A Black man on his way to visit his niece and nephew was fatally shot by a security guard in Memphis, Tennessee, Saturday evening over an argument about loud music, according to an arrest affidavit obtained by ABC News.

Alvin Motley Jr., who was described by his family at a press conference Tuesday as disabled, was pronounced dead at the scene. He was at a Kroger fuel center with his girlfriend, Pia Foster, when he and the security guard, Gregory Livingston, got into a verbal altercation over the volume of music coming from their car, according to police.

Ben Crump, a civil rights attorney representing the Motley family, said at a press conference Tuesday that this case is similar to that of Jordan Davis’, a 17-year-old Black teenager who was shot and killed in 2012 by a man who complained about Davis’ loud music.

“I don’t care how loud you think it is. You do not have a right to kill a young black man for playing music,” Crump said Tuesday. “Jordan was one too many. Alvin is by far too many.”

Foster, who witnessed the shooting, told authorities she saw Motley walking toward Livingston after the initial altercation and asked him, “Let’s talk like men,” according to the affidavit. The surveillance footage, which has not been released to the public, showed Motley approaching Livingston while holding a beer can and a lit cigarette, according to the affidavit. Livingston drew his weapon and shot Motley in the chest.

When officers arrived, Livingston admitted to shooting Motley, according to the affidavit.

Livingston has been charged with second-degree murder and is currently being held in the Shelby County Jail on a $1.8 million bond. He is scheduled to appear in court on Aug.16.

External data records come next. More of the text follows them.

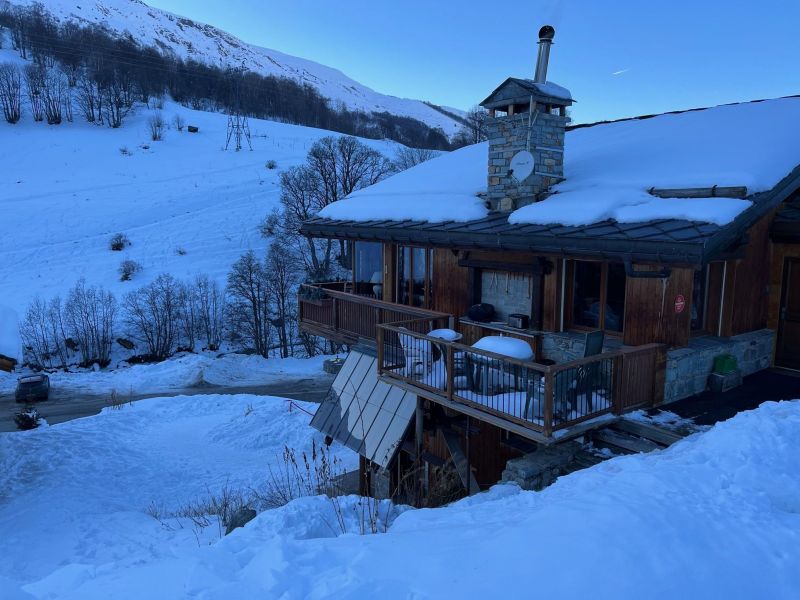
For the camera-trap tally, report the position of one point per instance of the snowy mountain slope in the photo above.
(67, 189)
(205, 43)
(714, 516)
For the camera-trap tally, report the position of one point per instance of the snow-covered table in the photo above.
(497, 344)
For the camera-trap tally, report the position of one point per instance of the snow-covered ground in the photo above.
(67, 189)
(207, 44)
(714, 516)
(74, 497)
(178, 373)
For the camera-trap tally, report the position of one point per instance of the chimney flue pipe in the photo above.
(546, 35)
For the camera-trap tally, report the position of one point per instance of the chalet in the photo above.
(514, 294)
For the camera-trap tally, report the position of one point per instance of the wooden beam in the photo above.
(707, 192)
(460, 461)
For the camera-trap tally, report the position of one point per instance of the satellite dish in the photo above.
(522, 165)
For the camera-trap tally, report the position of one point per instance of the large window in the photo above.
(414, 266)
(368, 269)
(699, 299)
(598, 295)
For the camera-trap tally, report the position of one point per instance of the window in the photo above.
(414, 267)
(598, 295)
(368, 269)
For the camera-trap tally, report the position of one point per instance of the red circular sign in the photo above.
(680, 303)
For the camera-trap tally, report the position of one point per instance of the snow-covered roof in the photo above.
(442, 189)
(609, 169)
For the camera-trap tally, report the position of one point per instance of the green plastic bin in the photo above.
(724, 364)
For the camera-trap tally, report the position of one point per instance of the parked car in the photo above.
(33, 387)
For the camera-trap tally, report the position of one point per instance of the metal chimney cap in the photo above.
(547, 33)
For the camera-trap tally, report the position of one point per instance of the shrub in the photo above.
(28, 419)
(118, 242)
(127, 269)
(156, 123)
(152, 315)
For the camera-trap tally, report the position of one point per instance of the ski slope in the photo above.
(67, 189)
(204, 43)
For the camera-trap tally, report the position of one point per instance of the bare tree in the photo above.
(411, 157)
(152, 315)
(283, 277)
(11, 92)
(474, 129)
(335, 167)
(89, 314)
(188, 314)
(211, 306)
(90, 99)
(249, 303)
(34, 85)
(54, 93)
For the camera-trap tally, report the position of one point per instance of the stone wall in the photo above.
(688, 368)
(509, 135)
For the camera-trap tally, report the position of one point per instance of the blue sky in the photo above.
(618, 58)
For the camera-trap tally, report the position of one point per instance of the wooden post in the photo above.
(548, 403)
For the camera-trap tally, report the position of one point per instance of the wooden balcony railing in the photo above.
(332, 311)
(541, 398)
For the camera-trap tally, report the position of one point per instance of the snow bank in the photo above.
(610, 167)
(183, 193)
(73, 497)
(714, 516)
(10, 344)
(442, 189)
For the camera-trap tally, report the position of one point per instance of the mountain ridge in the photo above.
(186, 38)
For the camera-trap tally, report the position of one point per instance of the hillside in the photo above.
(67, 189)
(187, 39)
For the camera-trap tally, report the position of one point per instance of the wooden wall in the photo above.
(452, 285)
(650, 315)
(487, 455)
(779, 252)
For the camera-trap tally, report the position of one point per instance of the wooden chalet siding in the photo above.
(748, 280)
(487, 454)
(779, 254)
(650, 315)
(637, 384)
(452, 285)
(551, 297)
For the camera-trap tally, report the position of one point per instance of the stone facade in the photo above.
(540, 469)
(509, 135)
(688, 368)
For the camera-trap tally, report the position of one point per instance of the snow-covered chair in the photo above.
(418, 354)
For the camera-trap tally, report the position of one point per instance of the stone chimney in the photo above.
(526, 127)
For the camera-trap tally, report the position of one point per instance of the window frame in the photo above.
(569, 299)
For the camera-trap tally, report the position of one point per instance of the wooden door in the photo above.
(788, 349)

NAACP President Van Turner said at a press conference Tuesday that District Attorney Amy Weirich should push for a speedy trial.

“I forgive the man, but I want him punished to the fullest extent. I want him to live as long as I live so he can think about what I have to think about forever,” Alvin Motley Sr., Motley’s father, said during the press conference. “I want justice for my son.”

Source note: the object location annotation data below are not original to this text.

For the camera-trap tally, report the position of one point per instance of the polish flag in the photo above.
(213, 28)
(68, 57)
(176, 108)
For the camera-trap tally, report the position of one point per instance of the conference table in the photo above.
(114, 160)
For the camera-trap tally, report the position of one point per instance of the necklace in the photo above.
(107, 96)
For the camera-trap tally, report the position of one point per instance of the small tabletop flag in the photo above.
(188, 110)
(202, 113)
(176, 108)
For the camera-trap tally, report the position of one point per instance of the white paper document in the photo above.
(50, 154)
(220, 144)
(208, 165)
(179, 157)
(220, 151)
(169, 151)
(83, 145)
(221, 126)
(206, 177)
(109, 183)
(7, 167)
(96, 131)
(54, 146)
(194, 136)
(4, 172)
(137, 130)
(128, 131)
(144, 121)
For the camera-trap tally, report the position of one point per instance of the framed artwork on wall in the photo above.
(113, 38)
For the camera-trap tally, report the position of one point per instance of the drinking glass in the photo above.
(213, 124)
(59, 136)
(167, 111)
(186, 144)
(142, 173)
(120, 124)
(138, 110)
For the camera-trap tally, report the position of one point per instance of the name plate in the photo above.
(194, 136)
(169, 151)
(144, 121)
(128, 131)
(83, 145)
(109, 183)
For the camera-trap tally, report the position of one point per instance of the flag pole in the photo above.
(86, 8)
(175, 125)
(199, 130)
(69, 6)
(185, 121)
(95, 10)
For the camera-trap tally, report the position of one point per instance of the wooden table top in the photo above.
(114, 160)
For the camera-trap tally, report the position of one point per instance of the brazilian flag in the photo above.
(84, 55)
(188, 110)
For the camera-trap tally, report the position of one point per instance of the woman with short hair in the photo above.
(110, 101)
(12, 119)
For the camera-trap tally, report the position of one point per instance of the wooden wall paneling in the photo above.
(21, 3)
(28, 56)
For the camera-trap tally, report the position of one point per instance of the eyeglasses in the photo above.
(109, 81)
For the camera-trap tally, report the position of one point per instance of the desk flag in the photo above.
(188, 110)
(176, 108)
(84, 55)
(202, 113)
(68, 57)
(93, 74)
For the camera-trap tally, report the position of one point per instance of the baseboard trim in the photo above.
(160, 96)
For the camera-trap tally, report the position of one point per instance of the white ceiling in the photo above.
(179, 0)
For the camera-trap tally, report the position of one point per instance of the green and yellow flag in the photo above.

Motley Sr. said his son was diagnosed with Marfan syndrome, which the Mayo Clinic describes as a “disorder that affects connective tissue,” as a child and is legally blind and therefore cannot drive.

“He wasn’t a threat,” Crump said.

According to public records obtained from the Tennessee Department of Commerce & Insurance, Livingston was not a licensed security guard at the time of the shooting. No one can work as an armed guard without proper registration, which Livingston did not have, said Kevin Walters, the communications director at the TDCI.

Crump has also called on Kroger to take responsibility for what happened at its gas station.

“Hire security companies that won’t profile Black people and respect Black customers. Use your influence to make this right. Don’t try to sweep it under the rug,” Crump said Tuesday.

Kroger said in a statement that the incident involved a third-party security service contractor and asked the third-party contractors to honor Kroger’s values of diversity and inclusion.

Allied Universal, the security company that was employing Livingston at the time of the shooting, did not respond to ABC News’ request for comment.

“This was cold-blooded murder,” Turner said at the press conference. “We will never forget the senseless murder that has taken place in this community.”